Celebrity Short Story Finalists

The three finalists in the Steffi McBride Celebrity short story competition range in age from fourteen to sixty, which I guess just goes to show how all-pervasive celebrity culture is now, and also that the urge to write arrives early and does not dim with the years.
At fourteen, Nicole Hendry is probably a more typical Steffi McBride reader and the one who you would most expect to be wrapped up in the spell of celebrity culture, so much of which is marketed directly towards girls of her generation. Yet both the other finalists are linked in other ways; Veronica Ryder is a keen amateur actress and so understands the lure of the spotlight and Sue Clark is currently working as a writer for a consultancy which specialises in creating a marketing buzz through the use of new media – another link to the world of Steffi McBride.
In her story, “Do you Think It’s Fair? Nicole creates a real air of danger and potential evil with her sharp descriptions of how the forces of celebrity drive her heroine into the arms of anorexia. The incredibly sharp writing makes you long to find out more about the characters sketched in the background.

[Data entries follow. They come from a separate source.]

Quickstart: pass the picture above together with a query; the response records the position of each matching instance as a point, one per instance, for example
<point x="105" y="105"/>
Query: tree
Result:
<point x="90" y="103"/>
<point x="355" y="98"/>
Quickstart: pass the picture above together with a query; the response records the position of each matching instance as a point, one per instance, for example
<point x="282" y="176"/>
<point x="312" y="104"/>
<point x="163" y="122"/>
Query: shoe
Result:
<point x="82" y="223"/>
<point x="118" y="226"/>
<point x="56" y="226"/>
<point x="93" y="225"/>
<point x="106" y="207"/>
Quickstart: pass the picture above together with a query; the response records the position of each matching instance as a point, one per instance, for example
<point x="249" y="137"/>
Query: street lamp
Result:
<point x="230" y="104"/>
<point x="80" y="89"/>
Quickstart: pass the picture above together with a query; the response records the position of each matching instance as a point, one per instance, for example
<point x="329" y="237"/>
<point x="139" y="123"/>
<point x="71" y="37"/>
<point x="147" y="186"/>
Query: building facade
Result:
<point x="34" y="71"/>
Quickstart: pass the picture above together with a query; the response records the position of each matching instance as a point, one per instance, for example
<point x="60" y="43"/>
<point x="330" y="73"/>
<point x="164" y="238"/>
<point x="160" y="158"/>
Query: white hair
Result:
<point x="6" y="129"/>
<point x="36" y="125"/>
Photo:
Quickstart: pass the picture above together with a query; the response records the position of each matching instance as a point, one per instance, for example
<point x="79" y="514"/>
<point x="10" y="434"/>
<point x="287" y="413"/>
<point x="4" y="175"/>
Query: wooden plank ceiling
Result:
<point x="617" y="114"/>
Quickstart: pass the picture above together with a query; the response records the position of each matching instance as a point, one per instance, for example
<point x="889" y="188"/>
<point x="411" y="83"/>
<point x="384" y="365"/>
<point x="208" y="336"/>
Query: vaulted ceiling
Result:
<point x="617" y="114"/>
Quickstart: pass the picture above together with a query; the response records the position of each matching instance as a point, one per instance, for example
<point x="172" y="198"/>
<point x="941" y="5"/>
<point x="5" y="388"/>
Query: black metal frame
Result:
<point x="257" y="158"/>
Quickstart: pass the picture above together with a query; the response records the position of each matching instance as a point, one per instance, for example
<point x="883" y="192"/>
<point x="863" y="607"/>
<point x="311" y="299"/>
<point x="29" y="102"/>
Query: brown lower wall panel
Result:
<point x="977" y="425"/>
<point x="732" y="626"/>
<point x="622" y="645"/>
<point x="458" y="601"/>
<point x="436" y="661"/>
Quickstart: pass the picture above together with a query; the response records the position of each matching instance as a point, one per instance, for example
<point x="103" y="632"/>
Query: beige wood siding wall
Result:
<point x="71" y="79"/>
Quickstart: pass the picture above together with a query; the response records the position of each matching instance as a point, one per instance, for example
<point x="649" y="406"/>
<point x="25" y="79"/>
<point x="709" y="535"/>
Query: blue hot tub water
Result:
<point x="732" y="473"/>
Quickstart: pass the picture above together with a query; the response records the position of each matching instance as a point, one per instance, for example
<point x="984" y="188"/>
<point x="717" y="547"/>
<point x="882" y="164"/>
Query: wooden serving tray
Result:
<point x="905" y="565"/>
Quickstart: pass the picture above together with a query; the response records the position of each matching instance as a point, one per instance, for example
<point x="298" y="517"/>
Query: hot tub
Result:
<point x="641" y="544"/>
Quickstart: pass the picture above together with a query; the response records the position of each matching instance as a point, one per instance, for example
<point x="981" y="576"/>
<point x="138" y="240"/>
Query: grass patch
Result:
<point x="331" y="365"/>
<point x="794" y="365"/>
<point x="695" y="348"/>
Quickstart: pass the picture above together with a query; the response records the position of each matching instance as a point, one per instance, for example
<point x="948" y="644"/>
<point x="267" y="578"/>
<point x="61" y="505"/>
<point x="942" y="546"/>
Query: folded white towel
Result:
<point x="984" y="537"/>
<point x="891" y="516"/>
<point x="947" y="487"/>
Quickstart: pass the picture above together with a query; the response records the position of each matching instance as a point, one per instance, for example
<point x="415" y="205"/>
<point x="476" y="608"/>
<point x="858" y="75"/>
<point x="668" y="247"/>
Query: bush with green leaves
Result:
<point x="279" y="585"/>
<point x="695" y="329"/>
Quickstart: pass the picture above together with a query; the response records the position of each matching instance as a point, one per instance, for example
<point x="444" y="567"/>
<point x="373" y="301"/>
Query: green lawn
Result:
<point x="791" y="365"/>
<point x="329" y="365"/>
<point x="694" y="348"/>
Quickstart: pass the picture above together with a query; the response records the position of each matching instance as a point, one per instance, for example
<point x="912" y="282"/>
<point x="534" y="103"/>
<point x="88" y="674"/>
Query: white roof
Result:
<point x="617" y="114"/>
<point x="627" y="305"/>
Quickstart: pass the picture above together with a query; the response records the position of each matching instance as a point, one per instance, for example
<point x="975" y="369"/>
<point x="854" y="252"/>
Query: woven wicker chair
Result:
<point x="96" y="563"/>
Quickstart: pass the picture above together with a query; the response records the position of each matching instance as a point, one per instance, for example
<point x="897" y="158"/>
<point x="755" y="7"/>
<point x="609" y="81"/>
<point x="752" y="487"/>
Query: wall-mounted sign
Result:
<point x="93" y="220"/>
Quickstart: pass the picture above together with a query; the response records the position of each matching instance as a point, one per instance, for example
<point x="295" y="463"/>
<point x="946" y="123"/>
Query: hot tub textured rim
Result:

In “The Purple Peignoir” Sue Clark creates two very interesting characters, neither of which are obvious candidates for modern celebrity but one of whom, Eloise, may well turn out to be one of the founding mothers of the movement. If we knew more we would not only be able to enter the now relatively distant world of the Swinging Sixties, but we would also be able to see what happens to someone when their grip on the spotlight begins to weaken.
In ‘Losing Abby’ Veronica Ryder managed to surprise me several times with unexpected twists to the plot and being the father of an ingĂ©nue actress/singer myself I recognise all too clearly the mother’s description of how she feels she is losing Abby to the lure of spotlight.
Having to put aside the seven others from the short list was just as horrible as I expected. I feel sure that many of them could still be worked up into successful novels and I hope all the authors will feel sufficiently encouraged by their success to want to give it a go.
Interviews with the three finalists will be going up on the Steffi McBride website this week and now all I have to do is decide which of them should be the overall winner.